Coronado’s own adventuring into the fetish world has helped him see the unique opportunity this connection provides. It certainly is a fun and fresh way to start conversations around sex, health, and HIV rather than overwhelming, or worse yet, boring people with the often colder, clinical approach many similar conferences have utilized in years past.
“I’ve been trying to connect a lot of what I do in my own personal life with the work that I do, because this is it, right?” he says. “My life is everything about what I do here at work. So recently, I’ve been involved in the leather competitions. I competed for a local title, then I got the title of Mr. RGV [Rio Grande Valley] Leather. My thing with that is to be able to promote sexual health awareness and normalize that, hey, people have their kinks and fetishes and whatever, and we want to make sure people feel comfortable talking about it and talking to their health care provider about it.
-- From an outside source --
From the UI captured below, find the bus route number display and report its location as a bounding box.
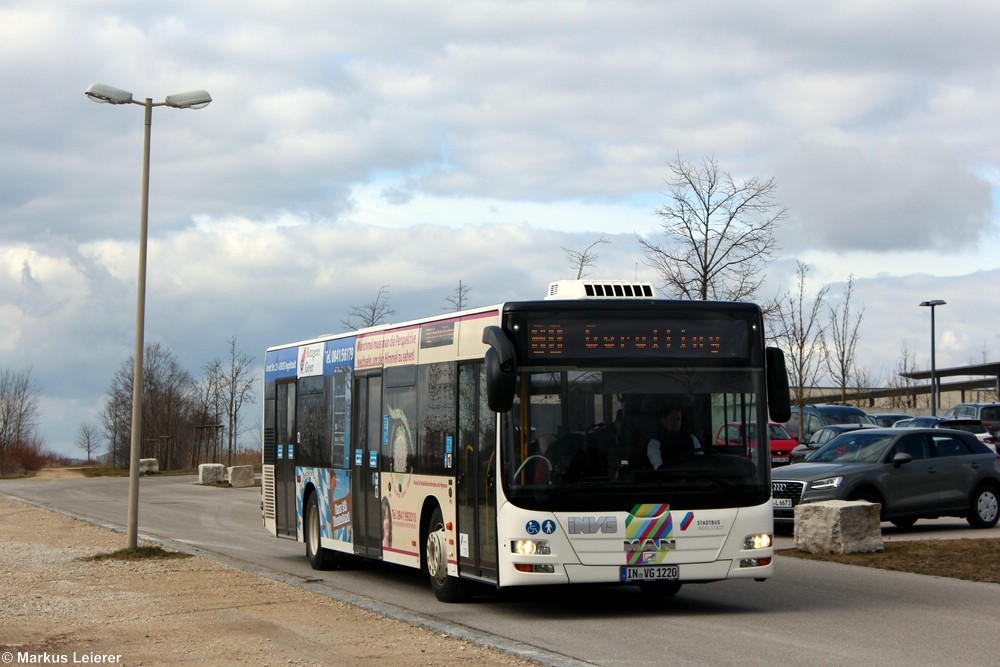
[526,320,748,359]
So in a lot of the messaging of any events that I’m at, it’s always like, ‘Hey, if you’re not on PrEP, get on PrEP, and I can get you connected.’ Or, ‘Hey, if you’re a person with HIV, remember U=U [undetectable equals untransmittable].’”
Organizers and participants of the 2023 National Conference on HIV, HCV, & SUD take a quick moment to pose for a pic.
Coronado also explains why the conference specifically combines the issues of HIV, HCV (hepatitis C virus), and SUD (substance use disorder).
“The first thing that came to mind when we put this conference together is addressing three chronic conditions — and one of them has a cure, hep C — but these conditions, for the most part, all carry stigma,” he says. “So the whole goal of the conference has always been to be able to provide any health care provider with additional tools or knowledge on how to better serve the Latinx community…. One size does not fit all, even for our community, having so many different Latin American countries and people that represent those countries here in the U.S.”